Well ideally the simplest way possible. Or even just an explanation of the steps. I am so glad that I don't have to understand it at this point.

 

[03myersd]

Please anyone? The report is due in at 3.30 today and I would really like to have the analysis of the derivation included in it. Its not essential but it would essentially round the whole thing off nicely.

Thanks

 

[august_2007]

Please
anyone? The report is due in at 3.30 today and I would really like to
have the analysis of the derivation included in it. Its not essential
but it would essentially round the whole thing off nicely.
Thanks

Here's the derivation; I hope it's not late
$${L_p}$$ = diffusion length of holes ($${cm}$$)
$${D_p}$$ = diffusion constant ($${cm^2}/s$$)
$${L_p}$$ = average carrier life time ($$s$$)

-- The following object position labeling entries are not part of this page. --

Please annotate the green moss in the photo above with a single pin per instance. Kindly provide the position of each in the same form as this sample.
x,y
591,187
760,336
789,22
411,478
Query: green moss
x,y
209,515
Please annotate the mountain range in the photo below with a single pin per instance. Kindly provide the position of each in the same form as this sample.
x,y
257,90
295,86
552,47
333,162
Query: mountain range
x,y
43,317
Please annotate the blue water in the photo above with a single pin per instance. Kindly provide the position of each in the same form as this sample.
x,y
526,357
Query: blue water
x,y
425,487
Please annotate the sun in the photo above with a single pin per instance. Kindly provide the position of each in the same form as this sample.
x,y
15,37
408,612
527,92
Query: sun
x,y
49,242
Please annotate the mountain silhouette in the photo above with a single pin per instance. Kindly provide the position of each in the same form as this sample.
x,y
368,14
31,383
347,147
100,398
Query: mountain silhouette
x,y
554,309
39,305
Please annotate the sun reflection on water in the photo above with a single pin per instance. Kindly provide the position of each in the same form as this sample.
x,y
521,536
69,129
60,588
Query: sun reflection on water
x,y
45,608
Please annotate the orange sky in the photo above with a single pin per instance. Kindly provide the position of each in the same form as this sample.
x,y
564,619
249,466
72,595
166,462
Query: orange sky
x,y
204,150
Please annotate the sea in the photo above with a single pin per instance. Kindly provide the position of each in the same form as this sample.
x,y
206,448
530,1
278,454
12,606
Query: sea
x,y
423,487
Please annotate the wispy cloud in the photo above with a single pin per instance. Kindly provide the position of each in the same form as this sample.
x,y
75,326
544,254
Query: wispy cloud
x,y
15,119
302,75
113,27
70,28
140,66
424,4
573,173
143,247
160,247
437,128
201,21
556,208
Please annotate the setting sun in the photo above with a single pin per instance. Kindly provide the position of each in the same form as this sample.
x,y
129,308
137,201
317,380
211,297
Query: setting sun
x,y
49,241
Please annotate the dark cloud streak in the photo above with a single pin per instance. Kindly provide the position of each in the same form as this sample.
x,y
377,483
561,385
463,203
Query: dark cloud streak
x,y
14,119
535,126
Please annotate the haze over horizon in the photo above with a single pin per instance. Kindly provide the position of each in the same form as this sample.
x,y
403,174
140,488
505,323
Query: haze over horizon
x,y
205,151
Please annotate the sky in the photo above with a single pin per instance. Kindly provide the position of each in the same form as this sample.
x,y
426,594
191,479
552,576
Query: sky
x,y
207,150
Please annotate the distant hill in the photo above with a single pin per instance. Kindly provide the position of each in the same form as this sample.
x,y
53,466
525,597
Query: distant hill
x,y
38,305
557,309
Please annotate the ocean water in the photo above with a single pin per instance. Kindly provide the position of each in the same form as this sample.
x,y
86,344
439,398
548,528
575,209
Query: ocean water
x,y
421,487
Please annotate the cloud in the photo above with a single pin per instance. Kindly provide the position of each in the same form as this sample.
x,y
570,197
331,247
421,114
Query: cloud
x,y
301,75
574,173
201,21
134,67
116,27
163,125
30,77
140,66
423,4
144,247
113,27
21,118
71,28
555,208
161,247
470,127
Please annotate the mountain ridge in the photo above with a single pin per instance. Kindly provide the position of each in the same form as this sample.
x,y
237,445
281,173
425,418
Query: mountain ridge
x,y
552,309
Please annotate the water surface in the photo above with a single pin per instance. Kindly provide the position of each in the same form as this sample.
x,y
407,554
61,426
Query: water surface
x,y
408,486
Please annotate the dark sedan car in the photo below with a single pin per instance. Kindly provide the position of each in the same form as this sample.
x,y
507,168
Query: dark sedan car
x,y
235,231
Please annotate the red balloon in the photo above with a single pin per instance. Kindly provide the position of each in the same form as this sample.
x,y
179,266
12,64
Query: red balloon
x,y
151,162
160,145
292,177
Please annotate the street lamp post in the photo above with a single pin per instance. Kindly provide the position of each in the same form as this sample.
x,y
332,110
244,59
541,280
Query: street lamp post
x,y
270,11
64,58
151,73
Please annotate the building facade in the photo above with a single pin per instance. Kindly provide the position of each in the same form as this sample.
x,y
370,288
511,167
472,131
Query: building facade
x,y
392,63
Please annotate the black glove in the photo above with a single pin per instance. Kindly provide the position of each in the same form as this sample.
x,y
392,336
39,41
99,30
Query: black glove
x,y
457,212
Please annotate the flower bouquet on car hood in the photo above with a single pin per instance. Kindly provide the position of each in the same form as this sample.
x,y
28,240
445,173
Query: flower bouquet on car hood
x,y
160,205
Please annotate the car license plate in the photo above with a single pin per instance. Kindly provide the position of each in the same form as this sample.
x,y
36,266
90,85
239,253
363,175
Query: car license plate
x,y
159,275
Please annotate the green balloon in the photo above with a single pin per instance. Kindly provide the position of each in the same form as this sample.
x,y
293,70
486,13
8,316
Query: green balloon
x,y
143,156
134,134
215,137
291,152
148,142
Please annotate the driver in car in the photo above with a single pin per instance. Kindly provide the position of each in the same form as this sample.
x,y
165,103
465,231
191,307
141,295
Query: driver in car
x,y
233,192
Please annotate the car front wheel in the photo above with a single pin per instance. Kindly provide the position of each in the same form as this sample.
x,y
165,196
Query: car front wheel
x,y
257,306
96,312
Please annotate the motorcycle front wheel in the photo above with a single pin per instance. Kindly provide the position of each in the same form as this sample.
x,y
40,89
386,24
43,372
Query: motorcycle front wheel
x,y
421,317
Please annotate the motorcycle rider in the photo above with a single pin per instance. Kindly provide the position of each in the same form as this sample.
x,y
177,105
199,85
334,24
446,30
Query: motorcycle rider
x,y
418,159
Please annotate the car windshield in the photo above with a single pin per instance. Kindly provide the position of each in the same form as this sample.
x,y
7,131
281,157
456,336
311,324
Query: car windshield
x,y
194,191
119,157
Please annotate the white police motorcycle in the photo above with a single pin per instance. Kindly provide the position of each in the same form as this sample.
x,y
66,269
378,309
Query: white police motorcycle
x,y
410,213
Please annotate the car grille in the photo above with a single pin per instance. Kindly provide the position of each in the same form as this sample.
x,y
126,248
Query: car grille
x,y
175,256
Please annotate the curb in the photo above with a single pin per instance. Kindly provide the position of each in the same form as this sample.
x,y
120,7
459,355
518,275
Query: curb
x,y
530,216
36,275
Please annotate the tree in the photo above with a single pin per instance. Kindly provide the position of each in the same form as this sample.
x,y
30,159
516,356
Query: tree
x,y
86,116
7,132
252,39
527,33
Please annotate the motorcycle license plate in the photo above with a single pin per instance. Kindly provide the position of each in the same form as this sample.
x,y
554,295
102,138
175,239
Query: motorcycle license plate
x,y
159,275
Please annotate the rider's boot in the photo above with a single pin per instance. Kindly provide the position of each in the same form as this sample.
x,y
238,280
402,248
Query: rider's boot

Firstly, we find $$\Delta{p}$$

where $$\Delta{p}$$ is the minority carrier concentration at the
edge of the depletion region (DP)

we know that the built-in voltage is given by

$${V_{bi}} = \frac{kT}{q}\ln({\frac{{N_A}{N_D}}{n_{i^2}}})$$

Applying the law of mass action $${n_{i^2}} = {n_{no}}\times{p_{no}}$$

we get

$${V_{bi}} = \frac{kT}{q}\ln({\frac{{n_{no}}{p_{no}}}{n_{i^2}}})$$

Rearranging

$$p_{po} = p_{no}\exp(\frac{qV_{bi}}{kT})$$ => eqn.1

For non-equilibrium situation, i.e. when there's forward bias voltage

$${V_f}$$

$$p_{p(0)} = p_{n(0)}\exp(\frac{q(V_{bi}-{V_f})}{kT})$$ => eqn.2

or
$$p_{po} = p_{no}\exp(\frac{qV}{kT})$$

where $$V = {V_{bi}}-V_f$$

assuming low injection level, i.e. $${p_p}\approx{p_{po}}$$

eqn.1/eqn.2 by doing this we get $$\Delta{p}$$

therefore

$$\Delta{p} = p_{no}\exp(\frac{qV}{kT}-1)$$

Using the continuity equation, we get an expression for the current density

$$J_{p(x)} = q\frac{D_p}{L_p}\delta_{p(x)}$$

since $$\Delta{p} = \delta_{p(x=0)}$$

so $$\delta_{p(x=0)}= p_{no}\exp(\frac{qV}{kT}-1)$$

$$J_{p(x)} = q\frac{{D_p}{p_{no}}}{L_p}\exp(\frac{qV}{kT}-1)$$

Doing the same with electrons, we get a similar expression, hence

$$J_{total} = J_p + J_n = J_s\exp(\frac{qV}{kT}-1)$$

This is the standard way of expressing the diode equation. However, if we multiply the above expression by the cross-section area, we get the current I.

 

[cabraham]

August_2007, after the statement "Applying the law of mass action we get ...", the expression for Vbi computes to zero. Since ni^2 = nn0*pn0, then ni^2/(nn0*pn0) must equal 1. So, the ln (1) is zero. So Vbi becomes zero.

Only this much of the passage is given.